Characterization and control of ZnGeN2 cation lattice ordering

TL;DR

This study investigates how growth and processing conditions influence the cation lattice ordering in ZnGeN2, revealing temperature-dependent ordering and effects of annealing and alloy substrates on crystal structure.

Contribution

It provides new insights into controlling cation ordering in ZnGeN2 through temperature, annealing, and substrate choices, aiding the synthesis of heterovalent ternary semiconductors.

Findings

Higher growth temperatures increase cation ordering.

Annealing enhances cation ordering in low-temperature-grown samples.

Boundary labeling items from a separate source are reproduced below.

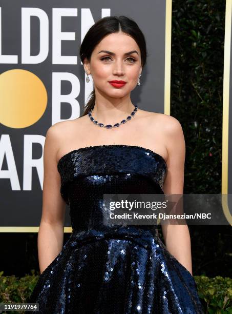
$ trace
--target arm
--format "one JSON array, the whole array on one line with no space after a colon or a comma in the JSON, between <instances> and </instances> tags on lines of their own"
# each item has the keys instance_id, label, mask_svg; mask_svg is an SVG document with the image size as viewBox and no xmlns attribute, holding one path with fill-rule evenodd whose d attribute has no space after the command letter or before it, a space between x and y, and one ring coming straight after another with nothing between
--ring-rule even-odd
<instances>
[{"instance_id":1,"label":"arm","mask_svg":"<svg viewBox=\"0 0 232 314\"><path fill-rule=\"evenodd\" d=\"M64 241L66 204L60 194L60 177L56 161L57 139L60 138L57 127L59 123L48 130L44 149L43 209L38 234L40 273L60 252Z\"/></svg>"},{"instance_id":2,"label":"arm","mask_svg":"<svg viewBox=\"0 0 232 314\"><path fill-rule=\"evenodd\" d=\"M185 156L184 138L178 120L171 116L168 119L165 124L168 171L164 192L167 194L183 194ZM161 225L161 228L167 250L192 274L191 244L187 225Z\"/></svg>"}]
</instances>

Using a liquid alloy substrate promotes cation ordering at lower temperatures.

Abstract

ZnGeN2 and other heterovalent ternary semiconductors have important potential applications in optoelectronics, but ordering of the cation sublattice, which can affect the band gap, lattice parameters, and phonons, is not yet well understood. Here the effects of growth and processing conditions on the ordering of the ZnGeN2 cation sublattice were investigated using x-ray diffraction and Raman spectroscopy. Polycrystalline ZnGeN2 was grown by exposing solid Ge to Zn and NH3 vapors at temperatures between 758 degree C and 914 degree C. Crystallites tended to be rod-shaped, with growth rates higher along the c-axis. The degree of ordering, from disordered, wurtzite-like x-ray diffraction spectra to orthorhombic, with space group Pna21, increased with increasing growth temperature, as evidenced by the appearance of superstructure peaks and peak splittings in the diffraction patterns. Annealing disordered, low-temperature-grown ZnGeN2 at 850 degree C resulted in increased cation ordering. Growth of ZnGeN2 on a liquid Sn-Ge-Zn alloy at 758 degree C showed an increase in the tendency for cation ordering at a lower growth temperature, and resulted in hexagonal platelet-shaped crystals. The trends shown here may help to guide understanding of the synthesis and characterization of other heterovalent ternary nitride semiconductors as well as ZnGeN2.